Based on a seemingly absurd premise that was actually inspired by the real-life boom in Japanese friend-rental agencies, this film reflects the Instagram-driven micromanagement and human connection stumbling in the age of hyper-social networking, and is smart and distinctive enough to transcend the inevitable comparisons to the work of Yorgos Lanthimos and especially Ruben Östlund. Peacock is a notch or two warmer than either film, with Matthias’s melancholy search for the person he lost somewhere along the way making him a likable antihero. There’s still a whisper of formal Austrian cool in its strange, unobtrusive perspective and impeccably composed balance: Albin Feldner’s lensing is clear, bright, and still, a restrained palette for laughs.
The film opens on a surprisingly dark note, with a bizarre scene of a golf cart on fire on a putting green, then a man and woman nimbly rushing into the frame with fire extinguishers, before congratulating each other on their heroism. The man is Mathias: in the absence of any context for this scene, we are left to assume that putting out fires on the golf course is simply another day at the office for a man who prides himself on his poise and helpfulness in all situations. Always smartly dressed and well-groomed, not a hair out of place in his neat moustache or flowing blond hair, Mathias is the CEO and marketable face of My Companion, a Vienna-based friend-rental company that masks any potential melancholy or extravagance in the organization with friendly, therapeutic language and a bright, millennial aesthetic.
Work is clearly going well, if the sleek, modern home he shares with Sofia (Julia Franz-Richter) is any indication. However, between his many and varied work schedules and the homework he has for each of them (flying review to pretend to be a child pilot's father for school careers day, preparing a speech for his father's lavish 60th birthday celebrations), there is less and less time in the day for Matthias to be Matthias.
When Sophia leaves him, he finds that he no longer has any connection to himself, while everything he tries to rediscover—from expensive yoga trips to a spontaneous flirtation with an acquaintance (Teresa Frostad-Egispo) that he disastrously misunderstands—leaves him feeling out of step with modern social rhythms.

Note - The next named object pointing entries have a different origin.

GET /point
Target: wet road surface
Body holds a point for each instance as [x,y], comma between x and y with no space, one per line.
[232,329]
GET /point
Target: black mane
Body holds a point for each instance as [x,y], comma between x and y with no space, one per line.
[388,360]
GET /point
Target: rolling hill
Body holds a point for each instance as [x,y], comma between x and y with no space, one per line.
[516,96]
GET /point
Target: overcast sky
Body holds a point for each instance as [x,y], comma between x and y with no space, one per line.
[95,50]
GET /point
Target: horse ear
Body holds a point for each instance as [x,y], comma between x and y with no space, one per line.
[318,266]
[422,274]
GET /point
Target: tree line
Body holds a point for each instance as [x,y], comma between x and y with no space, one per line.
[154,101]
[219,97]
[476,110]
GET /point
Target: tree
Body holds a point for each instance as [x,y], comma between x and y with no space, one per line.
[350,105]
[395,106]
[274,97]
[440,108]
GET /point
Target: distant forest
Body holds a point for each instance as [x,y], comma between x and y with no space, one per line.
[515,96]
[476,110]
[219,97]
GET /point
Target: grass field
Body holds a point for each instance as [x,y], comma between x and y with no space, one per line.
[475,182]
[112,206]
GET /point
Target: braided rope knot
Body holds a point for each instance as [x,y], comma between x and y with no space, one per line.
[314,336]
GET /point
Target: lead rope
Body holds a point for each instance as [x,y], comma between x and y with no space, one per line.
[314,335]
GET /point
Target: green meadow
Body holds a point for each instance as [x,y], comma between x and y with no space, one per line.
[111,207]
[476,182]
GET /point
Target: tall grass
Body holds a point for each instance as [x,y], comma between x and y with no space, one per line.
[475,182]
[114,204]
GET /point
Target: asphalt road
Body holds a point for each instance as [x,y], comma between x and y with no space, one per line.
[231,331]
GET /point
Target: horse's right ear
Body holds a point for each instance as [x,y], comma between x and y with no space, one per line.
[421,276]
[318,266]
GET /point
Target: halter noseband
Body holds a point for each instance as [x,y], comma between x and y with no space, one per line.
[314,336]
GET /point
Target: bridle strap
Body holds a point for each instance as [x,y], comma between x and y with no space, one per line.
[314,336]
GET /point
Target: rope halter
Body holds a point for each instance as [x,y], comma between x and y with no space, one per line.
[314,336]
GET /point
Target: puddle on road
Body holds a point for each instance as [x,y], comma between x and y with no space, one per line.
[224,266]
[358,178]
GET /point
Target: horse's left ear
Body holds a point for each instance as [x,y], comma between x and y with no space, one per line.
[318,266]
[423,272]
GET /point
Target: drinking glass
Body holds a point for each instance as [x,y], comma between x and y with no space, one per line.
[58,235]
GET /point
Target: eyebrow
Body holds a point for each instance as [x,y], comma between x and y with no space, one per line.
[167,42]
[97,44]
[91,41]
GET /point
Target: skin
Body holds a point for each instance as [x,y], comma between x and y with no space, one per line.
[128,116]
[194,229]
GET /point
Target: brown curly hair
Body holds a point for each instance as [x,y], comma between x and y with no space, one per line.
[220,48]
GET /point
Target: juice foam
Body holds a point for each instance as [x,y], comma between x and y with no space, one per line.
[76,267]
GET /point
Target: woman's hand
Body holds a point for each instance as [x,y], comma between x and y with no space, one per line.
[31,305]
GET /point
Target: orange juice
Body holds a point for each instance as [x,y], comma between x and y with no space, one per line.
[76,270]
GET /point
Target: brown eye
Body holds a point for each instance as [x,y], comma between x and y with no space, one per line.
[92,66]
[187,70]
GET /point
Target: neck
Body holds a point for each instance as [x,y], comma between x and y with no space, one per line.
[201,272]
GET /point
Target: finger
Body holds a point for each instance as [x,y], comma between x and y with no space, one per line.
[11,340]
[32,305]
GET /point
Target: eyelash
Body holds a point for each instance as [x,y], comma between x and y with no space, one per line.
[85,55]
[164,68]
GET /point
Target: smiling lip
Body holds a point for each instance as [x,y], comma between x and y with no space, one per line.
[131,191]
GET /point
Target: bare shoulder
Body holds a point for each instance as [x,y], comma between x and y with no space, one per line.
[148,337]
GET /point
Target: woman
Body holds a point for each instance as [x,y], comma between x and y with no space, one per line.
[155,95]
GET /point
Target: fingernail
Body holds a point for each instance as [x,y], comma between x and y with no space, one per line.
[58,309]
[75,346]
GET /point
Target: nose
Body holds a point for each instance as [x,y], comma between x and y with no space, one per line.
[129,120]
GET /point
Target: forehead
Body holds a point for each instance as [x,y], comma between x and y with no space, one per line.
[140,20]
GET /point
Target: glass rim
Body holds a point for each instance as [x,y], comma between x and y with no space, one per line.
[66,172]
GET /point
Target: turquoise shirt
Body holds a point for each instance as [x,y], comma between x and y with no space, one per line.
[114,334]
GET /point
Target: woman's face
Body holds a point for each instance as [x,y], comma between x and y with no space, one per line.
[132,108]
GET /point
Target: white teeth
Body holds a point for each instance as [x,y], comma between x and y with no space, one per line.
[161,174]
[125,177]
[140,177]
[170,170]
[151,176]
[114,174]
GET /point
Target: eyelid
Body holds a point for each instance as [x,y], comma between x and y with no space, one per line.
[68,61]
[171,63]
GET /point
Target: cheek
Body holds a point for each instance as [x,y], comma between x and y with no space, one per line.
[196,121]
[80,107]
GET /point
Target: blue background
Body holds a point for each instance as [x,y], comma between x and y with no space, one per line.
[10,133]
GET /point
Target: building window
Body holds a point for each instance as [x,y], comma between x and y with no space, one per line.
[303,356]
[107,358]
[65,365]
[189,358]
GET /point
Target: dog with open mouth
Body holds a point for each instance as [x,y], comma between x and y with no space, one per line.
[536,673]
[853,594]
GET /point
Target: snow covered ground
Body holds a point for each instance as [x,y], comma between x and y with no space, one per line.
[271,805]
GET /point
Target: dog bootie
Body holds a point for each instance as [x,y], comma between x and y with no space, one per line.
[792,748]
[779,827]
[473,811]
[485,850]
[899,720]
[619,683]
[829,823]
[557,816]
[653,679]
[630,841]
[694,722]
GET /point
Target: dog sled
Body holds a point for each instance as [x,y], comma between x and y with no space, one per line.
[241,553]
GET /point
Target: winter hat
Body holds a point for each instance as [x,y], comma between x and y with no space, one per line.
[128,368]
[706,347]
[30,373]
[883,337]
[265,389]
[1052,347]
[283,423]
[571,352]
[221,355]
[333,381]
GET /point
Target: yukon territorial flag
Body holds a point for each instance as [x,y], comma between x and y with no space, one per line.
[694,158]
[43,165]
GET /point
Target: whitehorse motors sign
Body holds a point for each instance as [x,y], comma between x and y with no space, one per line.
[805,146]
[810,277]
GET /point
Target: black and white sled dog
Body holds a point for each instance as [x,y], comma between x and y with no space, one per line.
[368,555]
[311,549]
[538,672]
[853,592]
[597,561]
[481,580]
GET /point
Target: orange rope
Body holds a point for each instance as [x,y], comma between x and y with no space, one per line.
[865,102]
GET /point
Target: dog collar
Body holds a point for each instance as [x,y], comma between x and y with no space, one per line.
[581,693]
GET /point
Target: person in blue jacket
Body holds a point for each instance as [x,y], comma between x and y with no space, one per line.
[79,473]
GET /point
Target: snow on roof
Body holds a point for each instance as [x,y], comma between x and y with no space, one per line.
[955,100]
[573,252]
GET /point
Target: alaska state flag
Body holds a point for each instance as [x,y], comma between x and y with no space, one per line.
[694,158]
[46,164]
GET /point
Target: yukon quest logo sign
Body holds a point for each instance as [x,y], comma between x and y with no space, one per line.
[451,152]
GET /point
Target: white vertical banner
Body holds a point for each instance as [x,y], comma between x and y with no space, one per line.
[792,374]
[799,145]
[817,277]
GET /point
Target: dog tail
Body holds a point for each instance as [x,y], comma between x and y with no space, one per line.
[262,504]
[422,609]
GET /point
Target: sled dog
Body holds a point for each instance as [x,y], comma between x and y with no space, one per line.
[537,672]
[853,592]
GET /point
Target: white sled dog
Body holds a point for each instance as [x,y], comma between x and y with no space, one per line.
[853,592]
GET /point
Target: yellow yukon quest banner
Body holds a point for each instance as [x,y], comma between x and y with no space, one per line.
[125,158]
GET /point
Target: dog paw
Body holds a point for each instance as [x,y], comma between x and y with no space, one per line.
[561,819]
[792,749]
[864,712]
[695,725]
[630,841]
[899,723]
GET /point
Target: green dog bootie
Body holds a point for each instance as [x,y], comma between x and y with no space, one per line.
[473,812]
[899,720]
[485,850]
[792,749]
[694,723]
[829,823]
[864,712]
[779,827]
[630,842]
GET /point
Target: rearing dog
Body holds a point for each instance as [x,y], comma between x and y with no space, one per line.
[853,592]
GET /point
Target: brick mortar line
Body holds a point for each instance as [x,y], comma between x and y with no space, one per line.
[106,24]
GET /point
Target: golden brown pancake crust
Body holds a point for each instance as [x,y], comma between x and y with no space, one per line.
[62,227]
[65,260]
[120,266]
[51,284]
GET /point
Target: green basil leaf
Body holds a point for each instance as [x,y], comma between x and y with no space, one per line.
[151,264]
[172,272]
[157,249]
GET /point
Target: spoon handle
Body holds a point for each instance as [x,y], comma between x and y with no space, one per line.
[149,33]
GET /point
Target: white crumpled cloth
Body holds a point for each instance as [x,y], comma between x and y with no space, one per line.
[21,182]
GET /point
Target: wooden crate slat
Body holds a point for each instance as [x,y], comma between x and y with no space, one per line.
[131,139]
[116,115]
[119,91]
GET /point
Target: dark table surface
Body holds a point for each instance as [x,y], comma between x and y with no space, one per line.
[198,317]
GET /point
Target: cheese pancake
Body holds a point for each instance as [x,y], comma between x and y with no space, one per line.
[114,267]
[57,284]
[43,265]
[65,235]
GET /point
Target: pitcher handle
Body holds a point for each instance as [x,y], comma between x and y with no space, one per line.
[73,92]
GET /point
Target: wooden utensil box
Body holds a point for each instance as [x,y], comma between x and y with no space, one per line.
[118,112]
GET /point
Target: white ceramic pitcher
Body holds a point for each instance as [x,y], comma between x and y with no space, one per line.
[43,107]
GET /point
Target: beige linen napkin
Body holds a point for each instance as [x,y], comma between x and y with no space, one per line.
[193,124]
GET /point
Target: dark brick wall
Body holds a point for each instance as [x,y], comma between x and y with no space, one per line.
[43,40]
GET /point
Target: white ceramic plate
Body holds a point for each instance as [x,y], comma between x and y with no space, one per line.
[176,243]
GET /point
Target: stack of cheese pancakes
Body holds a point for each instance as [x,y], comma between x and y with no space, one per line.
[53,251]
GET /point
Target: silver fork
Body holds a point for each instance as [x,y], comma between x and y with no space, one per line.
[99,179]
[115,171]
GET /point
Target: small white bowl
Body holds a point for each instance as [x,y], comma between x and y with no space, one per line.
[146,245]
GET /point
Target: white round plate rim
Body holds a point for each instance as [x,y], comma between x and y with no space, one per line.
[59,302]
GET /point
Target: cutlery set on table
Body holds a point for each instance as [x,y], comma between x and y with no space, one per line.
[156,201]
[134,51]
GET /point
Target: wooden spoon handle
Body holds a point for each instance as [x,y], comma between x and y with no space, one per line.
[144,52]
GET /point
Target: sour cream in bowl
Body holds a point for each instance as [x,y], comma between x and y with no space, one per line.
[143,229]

Even his house feels like a show home that isn’t really his, with inexplicable plumbing problems, strangely perfect decor (all thanks to Katharina Haring’s clever production design) and a toy-like Pomeranian puppy that he also rents from an agency (“Thanks for calling Rent-a-Dog—good boys only.”). He’ll need a radical break in his routine to find himself, and selfishness can’t be great for business.
Winger’s screenplay is a sly, finely balanced thing, poking fun, often hilariously, at corporate and capitalist ideals of self-improvement and social cohesion, without ever mocking the individuals who feel beholden to those norms. This is felt in the swift, penetrating character studies of Matthias’s clients, who don’t always want company so much as they want others to think they have it, or in his wry but sympathetic treatment of Matthias himself—a kind of human cipher, perhaps, but someone who has all the makings of a confident man if he stands up, well, to it.
In a brilliantly comic performance of great physical prowess and repressed emotional desperation, Schoch initially experiments with the vacuous, pleasant conformity of the protagonist’s professional personas with an ease that seems artificial. As anxiety grows, and his measured expressions and jerky body language become disrupted like television noise, he becomes less poised, less perfect, and much easier to like. “Good service is a reward in itself,” a customer tells Matthias early on, refusing to tip him for his all-too-convincing display of devotion. It’s a parsimonious quibble, perhaps, but it’s useful: “The Peacock” serves as a harsh, then strangely sweet, reminder that real social contracts are often unprofitable.